Nobody Tests Their AI Agent Skills. Here's Why That's a Problem (and How to Fix It)

47,000+ agent skills across 6,300+ repos. Almost none tested beyond a vibe check. Here's a 4-layer testing architecture that fixes that.

By Mor Dabastany • April 15, 2026 • 608 words • 3 min

ai agents testing evaluation agent-skills ai-testops

There are 47,000+ AI agent skills across 6,300+ repositories (according to a SkillsBench study that queries GitHub and others for the numbers). Almost none of them are tested beyond a “vibe check” - try it a few times, looks good, ship it.

I was assigned to come up with a framework-agnostic testing architecture for agent skills, and the research surfaced some things worth sharing.

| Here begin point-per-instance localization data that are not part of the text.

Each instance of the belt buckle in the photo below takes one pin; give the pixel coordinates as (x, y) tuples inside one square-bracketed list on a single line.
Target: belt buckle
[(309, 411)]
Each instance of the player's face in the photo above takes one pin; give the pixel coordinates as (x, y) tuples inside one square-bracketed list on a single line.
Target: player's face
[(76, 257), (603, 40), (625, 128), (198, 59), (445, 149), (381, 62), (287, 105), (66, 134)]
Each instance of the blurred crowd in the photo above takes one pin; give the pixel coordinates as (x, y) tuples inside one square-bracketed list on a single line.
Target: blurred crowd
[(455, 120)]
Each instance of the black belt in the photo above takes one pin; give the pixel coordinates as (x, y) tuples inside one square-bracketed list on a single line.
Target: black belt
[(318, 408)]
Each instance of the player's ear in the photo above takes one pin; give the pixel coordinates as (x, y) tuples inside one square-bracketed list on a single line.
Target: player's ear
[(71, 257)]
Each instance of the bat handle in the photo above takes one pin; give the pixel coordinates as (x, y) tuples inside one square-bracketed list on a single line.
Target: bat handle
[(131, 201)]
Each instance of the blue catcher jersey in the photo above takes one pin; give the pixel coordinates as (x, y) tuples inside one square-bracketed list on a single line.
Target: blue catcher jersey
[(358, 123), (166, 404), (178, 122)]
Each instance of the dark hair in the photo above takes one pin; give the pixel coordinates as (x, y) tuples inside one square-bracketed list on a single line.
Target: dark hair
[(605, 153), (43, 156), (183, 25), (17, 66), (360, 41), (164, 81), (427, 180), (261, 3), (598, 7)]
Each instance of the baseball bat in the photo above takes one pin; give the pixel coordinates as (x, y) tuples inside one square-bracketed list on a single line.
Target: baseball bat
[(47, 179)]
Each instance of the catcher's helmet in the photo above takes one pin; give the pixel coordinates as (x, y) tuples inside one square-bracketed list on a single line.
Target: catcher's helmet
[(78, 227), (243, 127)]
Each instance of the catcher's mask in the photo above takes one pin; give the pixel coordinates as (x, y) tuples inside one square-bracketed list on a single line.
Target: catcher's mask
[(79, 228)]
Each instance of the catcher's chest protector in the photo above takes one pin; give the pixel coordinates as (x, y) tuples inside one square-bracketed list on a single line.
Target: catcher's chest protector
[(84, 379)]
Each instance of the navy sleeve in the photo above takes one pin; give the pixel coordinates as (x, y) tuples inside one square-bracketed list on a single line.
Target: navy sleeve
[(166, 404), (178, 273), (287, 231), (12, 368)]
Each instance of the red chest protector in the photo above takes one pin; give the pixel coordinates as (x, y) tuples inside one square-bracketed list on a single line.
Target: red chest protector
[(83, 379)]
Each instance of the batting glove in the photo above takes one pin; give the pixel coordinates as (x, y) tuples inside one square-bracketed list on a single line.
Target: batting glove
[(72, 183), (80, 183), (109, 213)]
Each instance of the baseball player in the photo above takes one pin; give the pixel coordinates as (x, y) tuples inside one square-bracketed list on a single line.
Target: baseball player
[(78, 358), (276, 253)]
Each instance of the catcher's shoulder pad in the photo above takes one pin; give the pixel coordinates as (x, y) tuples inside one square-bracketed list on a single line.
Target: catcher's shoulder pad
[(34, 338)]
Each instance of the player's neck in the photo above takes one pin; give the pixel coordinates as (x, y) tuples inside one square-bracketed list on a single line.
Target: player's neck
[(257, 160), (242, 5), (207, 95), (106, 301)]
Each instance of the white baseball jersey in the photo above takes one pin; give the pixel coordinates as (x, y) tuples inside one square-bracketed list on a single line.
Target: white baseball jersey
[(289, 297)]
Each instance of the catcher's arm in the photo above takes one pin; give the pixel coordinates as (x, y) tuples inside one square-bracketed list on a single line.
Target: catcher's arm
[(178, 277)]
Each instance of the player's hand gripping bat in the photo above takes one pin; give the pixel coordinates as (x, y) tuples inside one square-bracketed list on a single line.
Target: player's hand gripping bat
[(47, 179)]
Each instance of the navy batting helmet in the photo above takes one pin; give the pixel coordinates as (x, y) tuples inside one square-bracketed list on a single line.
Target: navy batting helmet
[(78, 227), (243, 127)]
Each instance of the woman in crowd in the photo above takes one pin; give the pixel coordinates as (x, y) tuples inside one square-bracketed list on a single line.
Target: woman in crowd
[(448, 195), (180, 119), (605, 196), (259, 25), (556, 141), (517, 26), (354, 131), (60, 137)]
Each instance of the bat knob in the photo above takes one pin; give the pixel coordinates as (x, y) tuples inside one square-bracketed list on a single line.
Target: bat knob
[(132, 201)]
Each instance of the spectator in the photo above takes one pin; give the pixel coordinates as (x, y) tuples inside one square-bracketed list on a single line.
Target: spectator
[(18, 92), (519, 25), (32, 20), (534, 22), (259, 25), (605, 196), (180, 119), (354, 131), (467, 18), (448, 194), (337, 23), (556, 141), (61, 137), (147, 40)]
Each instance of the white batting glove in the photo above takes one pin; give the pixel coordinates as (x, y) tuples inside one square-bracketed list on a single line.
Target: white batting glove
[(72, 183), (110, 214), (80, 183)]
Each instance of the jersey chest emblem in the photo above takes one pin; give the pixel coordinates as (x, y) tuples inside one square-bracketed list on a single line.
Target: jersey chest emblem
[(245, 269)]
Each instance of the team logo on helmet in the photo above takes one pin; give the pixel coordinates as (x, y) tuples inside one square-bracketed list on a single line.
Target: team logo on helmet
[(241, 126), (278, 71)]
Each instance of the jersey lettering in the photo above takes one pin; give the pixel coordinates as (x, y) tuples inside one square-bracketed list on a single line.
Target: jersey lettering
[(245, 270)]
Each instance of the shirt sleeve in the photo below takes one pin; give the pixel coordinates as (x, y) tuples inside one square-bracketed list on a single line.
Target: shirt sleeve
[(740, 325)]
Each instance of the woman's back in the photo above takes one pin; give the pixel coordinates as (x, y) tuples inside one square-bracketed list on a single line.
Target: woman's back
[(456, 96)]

The core insight: skills need 4 types of testing, not 1

Most people think “testing a skill” means running the agent and seeing if it works. That’s only one layer. We identified four distinct testing concerns:

Artifact testing - does the skill’s own code work? Unit test the scripts before the agent ever touches them. Seconds to run, zero LLM cost, catches broken API calls and regressions instantly.
Agent skill testing - does the agent use the skill correctly? Full sandbox execution, 3-5 trials per test case (because agents take different paths every time), grade the outcome.
Workflow skill testing - does the multi-step pipeline produce the right result? Test each step in isolation with mocked inputs, then run end-to-end to verify the chain.
Security testing - does the skill behave safely? Scan outputs for leaked secrets, scope violations, and destructive operations.

The key: artifact tests are the gate. If the code is broken, don’t waste tokens running the agent.

What the data says

The numbers from recent research are striking:

LangChain went from 9% to 82% task completion with tested, curated skills.
SkillsBench found a +16.2 percentage point average improvement with curated skills (up to +51.9pp in healthcare).
One practitioner went from 66.7% to 100% pass rate with just ~20 test cases and a rewritten skill description.
Self-generated skills (no human curation) provide zero average benefit.

That last point is critical. AI-generated content without human judgment doesn’t help (and that, by the way, is going to impact the market the most, in my opinion). But human-curated skills with focused, 2-3 module designs significantly outperform large documentation dumps.

7 principles we distilled from 9 sources

Grade the result, not the journey - agents find creative solutions; check the outcome.
Define “done” before you test - correct output, correct style, efficient execution.
Every test run starts clean - leftover state hides bugs.
Run the same test multiple times - 3-5 trials to handle non-determinism.
Include negative tests - verify skills do NOT trigger on unrelated prompts.
Deterministic checks first, LLM judges second - fast and cheap catches most issues.
Always compare with vs. without - the delta is what proves a skill helps.

The architecture: layered, not monolithic

I landed on a 4-layer harness:

Input - what to test
Execution - run it cleanly
Grading - score it
Reporting - learn from it

Each layer is independent and pluggable.

The framework-agnostic part matters: one adapter interface lets you test the same skill across Codex, Claude Code, Gemini CLI, LangChain, or any custom agent (though we aim to use Claude Code). Write the tests once, run them everywhere.

For teams that want more coverage, an opt-in Agent Testing Agent generates edge-case tests automatically. They’re tagged separately and go through a graduation pipeline before joining the curated suite. You control the cost/coverage tradeoff.

The bottom line

“It feels like it works” is not a testing strategy.

With 10-20 test cases, a layered eval harness, and a few hours of investment, you can replace gut feelings with concrete metrics: pass rates, deltas, cost per run, regression detection.

The skills that will win are the ones that can prove they work.

P.S. A demo will be shown once I’m able to, but this philosophy is going to kick ass.